I have heard a few of my developer friends say: “Garbage Collection is automatic. So, I do not have to worry about it.“ The first part is true, i.e., “Garbage Collection is automatic” on all modern platforms – Java, .NET, Golang, Python… But the second part i.e., “I don’t have to worry about it.” – may not be true. It is arguable, questionable. Here is my case to showcase the importance of Garbage Collection:
1. Unpleasant customer experience
When a garbage collector runs, it pauses the entire application to mark the objects that are in use and sweep away the objects that don’t have active references. During this pause period, all customer transactions which are in motion will be stalled (i.e., frozen). Depending on the type of GC algorithm and memory settings that you configure, pause times can run anywhere from a few milliseconds to a few minutes. Frequent pauses in the application can cause stuttering, juddering, or halting effects to your customers. It will leave an unpleasant experience for your customers.
2. Millions of dollars wasted
Here is a white paper we published, explaining factually how enterprises are wasting millions of dollars due to garbage collection. Basically, in a nutshell, modern applications are creating thousands/millions of objects. These objects must be continuously investigated to determine whether they have active references or are they ready for garbage collection. Once objects are garbage collected, the memory becomes fragmented. Fragmented memory must be compacted. All these activities consume *enormous compute cycles*. These compute cycles translate to millions of dollars in spending. If Garbage collection performance can be optimized, it can result in several millions of dollars in cost savings.
3. Low risk, high impact performance improvements
By virtue of optimizing Garbage collection performance, you are not only improving the Garbage collection pause time, but you are improving the overall application’s response time. We recently helped to tune the garbage collection performance of one of the world’s largest automobile companies. Just by modifying the garbage collection settings without refactoring a single line of code, we improved their overall application’s response time significantly. The below table summarizes the overall response time improvement we achieved with each Garbage Collection setting change we made:
|Avg Response Time (secs)||Transactions > 25 sec (%)|
|GC settings iteration #2||1.36||0.12|
|GC settings iteration #3||1.7||0.11|
|GC settings iteration #4||1.48||0.08|
|GC settings iteration #5||2.045||0.14|
|GC settings iteration #6||1.087||0.24|
|GC settings iteration #7||1.03||0.14|
|GC settings iteration #8||0.95||0.31|
When we started the GC tuning exercise, this automobile application’s overall response time was 1.88 seconds. As we optimized Garbage Collection performance with different settings, on iteration #8, we were able to improve the overall response time to 0.95 seconds. i.e., 49.46% improvement in the response time. Similarly, percentages of transactions taking more than 25 seconds dropped from 0.7% to 0.31%, i.e., 55% improvement. This is a significant improvement to achieve without modifying a single line of code.
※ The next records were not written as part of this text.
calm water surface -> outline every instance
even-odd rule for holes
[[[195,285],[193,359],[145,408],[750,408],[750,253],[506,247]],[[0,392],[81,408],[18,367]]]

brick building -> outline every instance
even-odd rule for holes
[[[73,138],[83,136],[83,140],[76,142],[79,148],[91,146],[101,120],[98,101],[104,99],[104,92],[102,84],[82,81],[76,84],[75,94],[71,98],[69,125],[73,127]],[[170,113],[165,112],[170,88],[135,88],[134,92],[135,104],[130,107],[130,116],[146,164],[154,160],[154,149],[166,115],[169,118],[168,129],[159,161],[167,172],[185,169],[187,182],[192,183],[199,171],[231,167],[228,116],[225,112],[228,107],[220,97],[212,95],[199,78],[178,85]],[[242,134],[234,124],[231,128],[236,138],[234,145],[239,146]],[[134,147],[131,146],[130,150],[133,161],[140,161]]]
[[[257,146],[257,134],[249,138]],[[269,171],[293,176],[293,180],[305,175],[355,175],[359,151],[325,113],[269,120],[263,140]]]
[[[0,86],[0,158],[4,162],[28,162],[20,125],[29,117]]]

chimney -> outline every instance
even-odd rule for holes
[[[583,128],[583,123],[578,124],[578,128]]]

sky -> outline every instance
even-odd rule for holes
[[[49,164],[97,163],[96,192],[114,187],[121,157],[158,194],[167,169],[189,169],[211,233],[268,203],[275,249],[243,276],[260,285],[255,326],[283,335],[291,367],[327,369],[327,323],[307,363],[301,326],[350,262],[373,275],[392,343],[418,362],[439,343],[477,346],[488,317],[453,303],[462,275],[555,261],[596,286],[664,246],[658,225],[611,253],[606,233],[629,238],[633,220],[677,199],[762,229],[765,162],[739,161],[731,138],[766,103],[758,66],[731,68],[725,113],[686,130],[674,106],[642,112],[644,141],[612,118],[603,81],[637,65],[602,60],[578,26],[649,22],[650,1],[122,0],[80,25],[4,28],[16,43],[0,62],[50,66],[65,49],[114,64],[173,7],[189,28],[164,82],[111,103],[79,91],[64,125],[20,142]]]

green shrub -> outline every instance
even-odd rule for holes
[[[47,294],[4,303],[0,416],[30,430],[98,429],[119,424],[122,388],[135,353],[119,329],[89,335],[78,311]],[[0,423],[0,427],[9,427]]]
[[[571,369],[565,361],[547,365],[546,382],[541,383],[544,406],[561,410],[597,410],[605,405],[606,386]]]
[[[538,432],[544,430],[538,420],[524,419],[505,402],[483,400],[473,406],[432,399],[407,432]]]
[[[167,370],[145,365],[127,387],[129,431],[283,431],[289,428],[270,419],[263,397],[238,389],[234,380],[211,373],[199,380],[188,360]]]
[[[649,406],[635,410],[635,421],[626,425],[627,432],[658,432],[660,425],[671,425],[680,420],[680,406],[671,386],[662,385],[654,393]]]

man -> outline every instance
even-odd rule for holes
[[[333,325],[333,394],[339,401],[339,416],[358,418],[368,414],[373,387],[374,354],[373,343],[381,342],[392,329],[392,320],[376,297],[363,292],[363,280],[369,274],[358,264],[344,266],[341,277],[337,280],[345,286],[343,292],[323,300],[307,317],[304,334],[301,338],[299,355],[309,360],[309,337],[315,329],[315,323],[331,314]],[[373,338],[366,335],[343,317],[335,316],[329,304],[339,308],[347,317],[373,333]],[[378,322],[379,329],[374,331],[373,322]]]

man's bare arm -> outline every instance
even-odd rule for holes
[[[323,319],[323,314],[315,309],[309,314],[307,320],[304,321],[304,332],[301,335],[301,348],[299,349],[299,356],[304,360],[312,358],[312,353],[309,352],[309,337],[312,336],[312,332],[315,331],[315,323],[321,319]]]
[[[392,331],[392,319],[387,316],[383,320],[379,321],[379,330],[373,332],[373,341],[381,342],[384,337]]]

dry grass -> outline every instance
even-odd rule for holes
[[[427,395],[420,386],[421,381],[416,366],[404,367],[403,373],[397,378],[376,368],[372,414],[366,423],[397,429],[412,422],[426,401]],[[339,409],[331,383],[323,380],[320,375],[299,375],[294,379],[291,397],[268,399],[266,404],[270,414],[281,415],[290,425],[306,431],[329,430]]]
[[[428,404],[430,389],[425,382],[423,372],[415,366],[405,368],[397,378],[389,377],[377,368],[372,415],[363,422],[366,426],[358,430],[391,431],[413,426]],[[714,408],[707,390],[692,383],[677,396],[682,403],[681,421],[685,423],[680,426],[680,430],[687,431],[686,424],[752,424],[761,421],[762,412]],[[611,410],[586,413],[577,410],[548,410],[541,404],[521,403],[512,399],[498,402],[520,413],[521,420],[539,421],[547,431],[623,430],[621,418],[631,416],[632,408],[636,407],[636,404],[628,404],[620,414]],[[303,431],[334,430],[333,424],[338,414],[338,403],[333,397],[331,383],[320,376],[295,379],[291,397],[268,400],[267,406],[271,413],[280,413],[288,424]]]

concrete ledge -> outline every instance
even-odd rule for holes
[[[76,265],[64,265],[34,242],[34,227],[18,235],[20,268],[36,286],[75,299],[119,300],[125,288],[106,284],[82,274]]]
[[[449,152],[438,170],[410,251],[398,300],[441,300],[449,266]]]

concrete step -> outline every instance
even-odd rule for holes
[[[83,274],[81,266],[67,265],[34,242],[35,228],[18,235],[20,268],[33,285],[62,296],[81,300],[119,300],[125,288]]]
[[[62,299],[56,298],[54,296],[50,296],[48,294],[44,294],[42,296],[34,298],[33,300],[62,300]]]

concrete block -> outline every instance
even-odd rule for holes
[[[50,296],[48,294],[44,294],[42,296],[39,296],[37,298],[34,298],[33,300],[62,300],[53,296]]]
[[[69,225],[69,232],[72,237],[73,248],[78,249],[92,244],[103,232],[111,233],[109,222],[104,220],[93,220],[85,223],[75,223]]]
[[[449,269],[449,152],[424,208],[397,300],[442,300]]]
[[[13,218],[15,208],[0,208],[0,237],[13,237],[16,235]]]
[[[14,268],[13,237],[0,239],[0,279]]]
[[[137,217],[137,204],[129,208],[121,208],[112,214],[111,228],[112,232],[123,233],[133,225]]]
All other forms of response time improvement will require infrastructure change or architectural change, or code-level changes. All of them are expensive changes. Even if you embark on making those costly changes, there is no guarantee of the application’s response time improvement.
4. Predictive Monitoring
Garbage Collection logs expose vital predictive micrometrics. These metrics can be used for forecasting application’s availability and performance characteristics. One of the micrometrics exposed in Garbage Collection is ‘GC Throughput‘ (to read more about other micrometrics, refer to this article). What is GC Throughput? If your application’s GC throughput is 98%, it means your application is spending 98% of its time processing customer activity and the remaining 2% of the time in GC activity. When the application suffers from a memory problem, several minutes before GC throughput will start to degrade. Troubleshooting tools like yCrash monitors ‘GC throughput’ to predict and forecast the memory problems before they surface in the production environment.
5. Capacity Planning
When you are doing capacity planning for your application, you need to understand your application’s demand for memory, CPU, Network and storage. One of the best ways to study the demand for memory is by analyzing garbage collection behaviour. When you analyze garbage collection behaviour, you would be able to determine average object creation rate (example: 150 MB/sec), average object reclamation rate. Using these sort of micrometrics you can do effective capacity planning for your application.
Friends, in this post, I have made my best efforts to justify the importance of garbage collection analysis. I wish you and your team the best to benefit from the highly insightful garbage collection metrics.